Обязательно надо позвонить. Как только выпустят, утром же и позвонить. И больше не придумывать отговорок.
7
- Ну и утро! В такое утро на нарах-то просыпаться стремно?
- На нарах всегда просыпаться стремно.
- А ты спроси у него. Глянь, стоит, головой вертит, улыбается.
- Что за кайф в камере спать? Холодно же.
- Турьма, нравится тебе в камере?
На самых кончиках ветвей поблескивали замерзшие капельки. Крошечные сосульки - почки сосулек. Лист в ледяной рубашке, бриллиантовый ворс инея... Постоять, любуясь и ища чего-то, не имеющего никакого отношения к веткам и листьям... Сколькие до него затевали подобные игры с естеством... (да хотя бы князь Болконский: на десяти страницах все всматривался в дуб и думал, думал).
"Гм, интересно, что это за деревья? Мы вот теперь не знаем, что за деревья вокруг, что за птица с утра насвистывает... безымянное естество: дерево, птица, растение, насекомое".
- Турьма, че рассматриваш? Слышь, шоль?
- Слышу. Замерзло все.
- Дак не май месяц-то.
Его не запирали, ему по-прежнему разрешали сидеть в тепле, у сладко гудящей буржуйки. Вообще режим на гауптвахте установился экзотический: отбывающий арест или гулял по двору, или дремал на столе в "дежурке", или шел к себе в камеру. Менты хоть и не принимали его за своего, относились вполне дружественно. Но ощущение захлопнутых створок не исчезало. Говорят но издалека. Шутят - но совсем уж неясно. И, как ни пробуют нащупать его самого, все впустую. Глухо. Ни щелочки. Он сначала старался согнать наваждение, притворялся, что все тип-топ. Потом перестал.

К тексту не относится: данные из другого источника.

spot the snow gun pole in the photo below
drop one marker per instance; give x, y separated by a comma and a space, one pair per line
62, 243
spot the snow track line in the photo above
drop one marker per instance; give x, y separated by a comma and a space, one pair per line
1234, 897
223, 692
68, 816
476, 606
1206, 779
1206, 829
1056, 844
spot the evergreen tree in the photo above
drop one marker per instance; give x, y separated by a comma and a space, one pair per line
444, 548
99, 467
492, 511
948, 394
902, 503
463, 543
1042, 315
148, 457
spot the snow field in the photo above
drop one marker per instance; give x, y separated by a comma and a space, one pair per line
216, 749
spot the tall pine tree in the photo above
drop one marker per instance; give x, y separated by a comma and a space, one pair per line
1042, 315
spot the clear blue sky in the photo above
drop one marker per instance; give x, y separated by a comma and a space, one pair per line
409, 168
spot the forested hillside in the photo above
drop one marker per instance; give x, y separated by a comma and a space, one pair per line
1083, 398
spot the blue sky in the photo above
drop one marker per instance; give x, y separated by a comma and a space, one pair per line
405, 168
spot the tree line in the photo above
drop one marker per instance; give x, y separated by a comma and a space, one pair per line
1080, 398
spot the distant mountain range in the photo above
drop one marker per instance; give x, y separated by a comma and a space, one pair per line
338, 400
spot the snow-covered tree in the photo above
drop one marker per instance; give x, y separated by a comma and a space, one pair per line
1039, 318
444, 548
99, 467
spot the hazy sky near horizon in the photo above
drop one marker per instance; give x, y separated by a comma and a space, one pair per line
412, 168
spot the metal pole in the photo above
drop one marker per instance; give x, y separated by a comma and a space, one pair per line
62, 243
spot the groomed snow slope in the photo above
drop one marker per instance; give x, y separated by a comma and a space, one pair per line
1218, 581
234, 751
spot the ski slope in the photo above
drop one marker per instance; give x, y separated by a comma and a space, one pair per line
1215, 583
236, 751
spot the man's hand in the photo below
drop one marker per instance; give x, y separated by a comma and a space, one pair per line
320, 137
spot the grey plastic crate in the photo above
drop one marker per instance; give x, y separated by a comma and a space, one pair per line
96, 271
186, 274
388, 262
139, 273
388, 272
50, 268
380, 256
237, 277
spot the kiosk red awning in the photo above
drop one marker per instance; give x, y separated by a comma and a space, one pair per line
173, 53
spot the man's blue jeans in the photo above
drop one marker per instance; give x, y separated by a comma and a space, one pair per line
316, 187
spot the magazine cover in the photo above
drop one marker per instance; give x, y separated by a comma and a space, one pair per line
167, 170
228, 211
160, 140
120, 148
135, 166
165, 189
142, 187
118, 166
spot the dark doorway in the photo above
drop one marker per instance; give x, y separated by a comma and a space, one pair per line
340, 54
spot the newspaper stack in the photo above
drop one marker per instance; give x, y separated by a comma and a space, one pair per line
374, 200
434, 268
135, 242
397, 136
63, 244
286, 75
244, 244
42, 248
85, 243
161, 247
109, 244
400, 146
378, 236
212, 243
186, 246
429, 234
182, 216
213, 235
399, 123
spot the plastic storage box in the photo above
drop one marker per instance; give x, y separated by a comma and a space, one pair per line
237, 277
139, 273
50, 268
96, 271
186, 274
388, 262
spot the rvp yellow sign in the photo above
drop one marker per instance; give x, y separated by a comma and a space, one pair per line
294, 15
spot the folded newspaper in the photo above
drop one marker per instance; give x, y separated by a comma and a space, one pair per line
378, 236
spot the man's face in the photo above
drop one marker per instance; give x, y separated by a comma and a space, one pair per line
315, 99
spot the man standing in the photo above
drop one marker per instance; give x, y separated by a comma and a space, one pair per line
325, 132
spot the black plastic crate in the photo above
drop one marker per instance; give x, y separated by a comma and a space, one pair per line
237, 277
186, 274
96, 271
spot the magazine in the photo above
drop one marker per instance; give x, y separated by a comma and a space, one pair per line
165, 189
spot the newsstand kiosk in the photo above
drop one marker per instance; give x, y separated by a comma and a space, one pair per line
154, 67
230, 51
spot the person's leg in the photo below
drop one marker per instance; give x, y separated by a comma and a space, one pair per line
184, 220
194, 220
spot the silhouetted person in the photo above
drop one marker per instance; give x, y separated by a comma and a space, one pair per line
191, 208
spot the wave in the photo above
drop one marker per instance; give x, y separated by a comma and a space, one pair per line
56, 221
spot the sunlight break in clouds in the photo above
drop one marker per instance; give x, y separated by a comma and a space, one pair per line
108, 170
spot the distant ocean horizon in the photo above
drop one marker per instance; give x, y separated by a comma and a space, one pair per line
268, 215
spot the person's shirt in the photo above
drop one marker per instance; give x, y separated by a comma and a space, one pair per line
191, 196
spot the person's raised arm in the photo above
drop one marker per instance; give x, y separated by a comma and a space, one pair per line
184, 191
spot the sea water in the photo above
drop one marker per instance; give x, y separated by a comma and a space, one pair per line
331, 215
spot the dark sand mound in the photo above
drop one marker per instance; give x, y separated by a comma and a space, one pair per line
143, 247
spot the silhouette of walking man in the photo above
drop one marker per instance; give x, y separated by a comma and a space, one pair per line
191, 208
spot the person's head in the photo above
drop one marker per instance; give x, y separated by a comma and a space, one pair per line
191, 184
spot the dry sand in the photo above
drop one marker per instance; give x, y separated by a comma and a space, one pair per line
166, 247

Зима подкралась вплотную... По утрам земля была серебристой и шершавой и тихонько потрескивала под ногой. Даже усыпанный трупами вещей дворик выглядел по утрам довольно мило. "Интересно, как выглядел бы павлин на инее? Если бы распустил хвост возле обледеневшего куста?"
- Слышь, шоль, турьма! - звали его из-за покосившейся двери. - Хорош бродить. Чай будешь?
Да-да, чай. Глядя на ледяное серебро и слушая горящие дрова, то веселые, то взволнованные. Допив, протягивать руки к печке - не потому, что замерзли, а так... красиво. И разламывать стулья, на которых уже никто никогда не будет сидеть, для того, чтобы отправить их туда же, в полыхающую чугунную утробу - сначала они будут шипеть и вонять лаком, но это недолго, зато потом затрещат особенно звонко, звонче паркета, который жгли вчера. Митя стал чувствителен к звукам: простейший звук - какая-нибудь упавшая с потолка капля - может вызвать настоящий шторм. Скрип шурупов разламываемых стульев, например, проник неожиданно глубоко: за окном по раскисшей колее покатилась телега с веснушчатым чубатым мальчишкой, нерешительно вскинувшим руку в прощальном жесте, и широко расположившимся за его спиной военным в долгополой шинели... Если в одну из таких минут где-то невдалеке каркает ворон, сердце покрывается мурашками одиночества - и делается пронзительно, до восторга тоскливо. Тогда накатывает такая нежная жалость к себе, что, отхлебывая прозрачные "вторяки" из потертой алюминиевой кружки, он становится почти счастлив...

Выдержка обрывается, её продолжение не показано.